The struggle to contain the violence has proven another major challenge to Thein Sein’s reformist administration, which has also faced an upsurge in fighting with ethnic Kachin rebels in the north and major protests at a northern copper mine where angry residents — emboldened by promises of freedom of expression — have come out to denounce land grabbing.
The devastation was reminiscent of last year’s clashes between ethnic Rakhine Buddhists and Muslim Rohingya that left hundreds of people dead and more than 100,000 displaced — almost all of them Muslim. The Rohingya are widely perceived as illegal migrants and foreigners from Bangladesh; the Muslim population of Meikhtila is believed to be mostly of Indian origin.
This week’s chaos began Wednesday after an argument broke out between a Muslim gold shop owner and his Buddhist customers. Once news spread that a Muslim man had killed a Buddhist monk, Buddhist mobs rampaged through a Muslim neighborhood and the situation quickly spiraled out of control.
Residents and activists said the police did little to stop the rioters or reacted too slowly, allowing the violence to escalate. “They were like scarecrows in a paddy field,” San Hlaing said.

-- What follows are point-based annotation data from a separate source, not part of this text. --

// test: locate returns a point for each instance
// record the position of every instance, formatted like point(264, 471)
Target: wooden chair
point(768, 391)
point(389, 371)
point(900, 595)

Khin Maung Swe, a 72-year-old Muslim lawyer who said he lost all his savings, also complained authorities did nothing to disperse the mobs.
“If the military and police had showed up in force, those troublemakers would have run away,” he said, inspecting the remains of his damaged home. “There would have been no violence if the security forces had just fired shots into the air to scare them away.”
San Htwe, a 39-year-old housewife, said she could see police and soldiers “everywhere” in Meikhtila on Saturday but did not feel at ease. “I’m afraid that the situation will be like in Rakhine” — where sectarian tensions have split an entire state and Buddhist and Muslim communities live in near-total segregation, constantly fearing more violence.
San Htwe said her 8-year-old son was already traumatized by the riots and could barely eat. “Whenever he hears shouting, he says, in panic, ‘Mom, let’s run! The kalar are coming.” Kalar is a derogatory word for Muslims.
“I think most children here have experienced trauma,” she said. “I worry that it will remain in their minds forever.”
Residents said rescue workers and volunteers were arriving from other towns to help, and that local Buddhists were giving food and water to displaced Muslims. Some Buddhists sought shelter at local monasteries.
In Washington, State Department spokeswoman Victoria Nuland said the U.S. was deeply concerned about communal violence, loss of life and property damage in Meikhtila, and that U.S. Ambassador Derek Mitchell had raised the concerns with senior Myanmar government officials.
“We welcome and encourage the efforts of government authorities, community leaders, civil society and political party leaders to restore calm, to foster dialogue and increase tolerance in a manner that respects human rights and due process of law,” Nuland told a news briefing.
Occasional isolated violence involving Myanmar’s majority Buddhist and minority Muslim communities has occurred for decades, even under the authoritarian military governments that ruled the country from 1962 to 2011.